Network visualization: mapping Shakespeare’s tragedies - hunglee2
http://www.martingrandjean.ch/network-visualization-shakespeare/
======
danso
Cool analysis...I think the works of Shakespeare are vastly underused for fun
little tests of text mining and visualization, given how accessible (well, in
the downloadable/publishing sense, if not the language :) ), ubiquitously
taught, and relatively standardized they are, as far as works of literature
go.

But in terms of the article's visualizations, this seems to me a good example
of how network visualizations (note that visualization is different from
analysis, which are often conflated) are not especially effective, other than
to make people want to think "Oooh that's complicated" whether they derived
insight or not.

In contrast, I find things like this matrix diagram of Les Miserables, as
found in the D3 gallery [1], to be much more straightforward, even before you
use the dropdown box to interact with it.
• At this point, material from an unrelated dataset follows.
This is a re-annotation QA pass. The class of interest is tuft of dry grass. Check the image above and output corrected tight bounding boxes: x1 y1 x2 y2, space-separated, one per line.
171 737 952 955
It's not as attractive or high of
"wow" factor, but its information clarity more than makes up for that IMO.

OTOH, one thing that the spaghetti network maps _do_ show is that there's much
room for more sophisticated analysis. The OP looks at whether characters
appeared in a single scene together. I was about to criticize the uselessness
of the Hamlet graph:

[http://www.martingrandjean.ch/wp-
content/uploads/2015/12/Sha...](http://www.martingrandjean.ch/wp-
content/uploads/2015/12/Shakespeare-Network-Hamlet.png)

But then I realized...that's what it _should_ look like if you are simply
doing scene presence analysis. From my memory, Hamlet _interacts_ with a great
many more characters than do Gertrude or Claudius, such as the Ghost and the
gravediggers. However, technically, the Ghost and the gravediggers appear in
all the same scenes that Gertrude and Claudius do. I think the network graph
would look much different if it were based on adjacent dialogue (or some other
way to distinguish between co-appearance and actual interaction). It's a
little more parsing but it would be more accurate in quantifying the strength
of the network ties.

[1]
[http://bost.ocks.org/mike/miserables/](http://bost.ocks.org/mike/miserables/)

------
peter303
Someone should graph the Avengers which seems to ave an abundance of main
characters. Shakespera results seem to show on or two protangonists and
antagonists each works better.